Where the decision function $d_{i}$ depends on the sign of the current angle in the accumulator ( $d_{i}=-1$ if $z_{i}<0,+1$ otherwise).

The elementary angles (in case of the circular system: $\tan ^{-1} 2^{-i}$ ) can be easily stored in a ROM. The three equations can be readily transformed into a hardware implementation.

## Description of operation (bit-parallel design)

With reference to [1], a bit-parallel design has been implemented.
The width of the data path was 16 bits, with 1 sign bit, 7 integer bits and 8 fraction bits (actually, we could have done with less integer bits but that would not make structure more universal).

For the adder / subtractor, one of Altera's megafunctions has been used as they map reasonably well into their FPGAs. Since we used this megafunction, no performance comparison between a CLA adder and RCA adder has been made.

The shifters have been implemented by considering the slice needed to be shifted at every iteration and then concatenating this with the number of MSB needed to be added to this slice.

The registers could also be implented as a megafunction. We decided to just build our own using a simple 'flip flop' process.

At first a lpm_rom was used to store the elementary rotation angles. But due to timing problems this gave us, we decided to simply use a with ... select statement to retrieve the elementary angle we need for the $z$ adder - subtractor. The elementary angles are given by $\tan ^{-1} 2^{-i}$, where i is a counter that gives the value of the current iteration.

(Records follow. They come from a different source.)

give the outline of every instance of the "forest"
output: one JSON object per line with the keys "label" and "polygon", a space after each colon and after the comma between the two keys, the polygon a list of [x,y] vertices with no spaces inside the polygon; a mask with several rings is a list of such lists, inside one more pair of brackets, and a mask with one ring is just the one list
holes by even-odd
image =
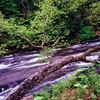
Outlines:
{"label": "forest", "polygon": [[[69,58],[62,59],[58,63],[54,64],[52,64],[52,52],[50,51],[60,46],[69,48],[74,43],[81,42],[83,40],[85,41],[87,39],[94,39],[99,36],[99,0],[0,0],[0,57],[6,54],[27,50],[42,50],[42,53],[47,56],[47,60],[50,65],[43,69],[43,71],[47,71],[46,74],[42,72],[38,73],[40,77],[38,79],[39,81],[36,81],[37,83],[39,83],[46,75],[62,68],[66,63],[84,60],[86,62],[93,62],[93,66],[100,66],[100,61],[90,61],[86,59],[88,54],[93,51],[100,50],[100,45],[86,50],[81,56],[69,56]],[[54,68],[50,69],[51,66]],[[90,73],[90,70],[88,70],[89,69],[85,69],[87,73]],[[82,73],[85,71],[82,71]],[[92,73],[94,76],[92,76]],[[71,83],[71,79],[69,79],[70,86],[68,87],[67,92],[70,91],[70,93],[74,95],[75,91],[79,92],[78,89],[84,90],[87,87],[91,87],[92,85],[95,86],[97,83],[99,84],[100,75],[95,73],[93,70],[90,75],[86,77],[85,73],[82,77],[78,77],[81,77],[80,79],[84,79],[83,81],[88,84],[84,83],[82,80],[81,82],[78,82],[79,80],[72,80],[75,82]],[[33,77],[34,79],[32,81],[34,81],[37,76],[33,75]],[[95,81],[92,81],[92,84],[88,81],[88,79],[92,79],[91,77],[97,77],[97,79],[94,79]],[[75,77],[73,79],[75,79]],[[96,81],[97,83],[95,83]],[[64,82],[62,84],[65,83],[69,85],[68,82]],[[63,90],[67,87],[66,84],[64,87],[61,87]],[[71,97],[71,99],[68,98],[68,95],[66,97],[62,91],[58,93],[61,89],[60,86],[61,84],[59,85],[59,89],[54,93],[53,89],[57,87],[56,85],[53,86],[54,88],[51,90],[52,94],[50,94],[51,91],[46,91],[46,94],[48,94],[46,95],[47,97],[44,95],[45,92],[42,92],[42,96],[41,93],[37,94],[34,100],[90,100],[80,99],[85,98],[84,95],[89,95],[86,96],[86,98],[93,98],[91,100],[99,100],[98,98],[100,97],[100,88],[98,91],[95,90],[100,86],[100,84],[97,85],[98,87],[95,89],[87,89],[87,91],[90,91],[90,94],[92,93],[92,95],[89,93],[85,94],[84,91],[81,91],[84,95],[80,97],[77,96],[76,98],[73,96],[74,99]],[[31,88],[32,87],[29,89]],[[69,88],[71,88],[71,90]],[[72,93],[72,88],[74,88],[74,93]],[[19,91],[20,89],[17,92]],[[27,93],[27,91],[28,90],[25,90],[24,92]],[[94,91],[96,91],[98,95],[96,95]],[[17,95],[17,92],[15,96]],[[16,97],[16,99],[11,99],[14,98],[14,96],[9,96],[5,100],[20,100],[25,95],[24,92],[18,98]],[[20,92],[18,95],[19,94]],[[61,97],[61,95],[63,95],[63,97]]]}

A state machine was used to increment that counter, and the amount of 'shift' needed in the $x$ and $y$ values at every iteration (the counter also gives the address needed for the rom)

## Characteristics

## Clock Speed

Measured clock speed: $\quad 9.30 \mathrm{MHz}$
Minimum clock period:
107.9 ns

## Logic Cells

Total dedicated input pins used:
6/6
Total I/O pins used:
Total logic cells used:
Total embedded cells used:
Total EABs used:
Average fan-in:
174/183
517/1152
0/48
0/6
3.38/4

Total fan-in:
(100\%) (95\%)
(44\%) (0\%)
(0\%)
(84\%)
(37\%)

## References

[1] Andrake, R. J., "A survey of CORDIC algorithms for FPGA based computers", FPGA '98. Proceedings of the 1998 ACM/SIGDA sixth international symposium on Field programmable gate arrays, Feb. 22-24, 1998, Monterey, CA. pp191-200.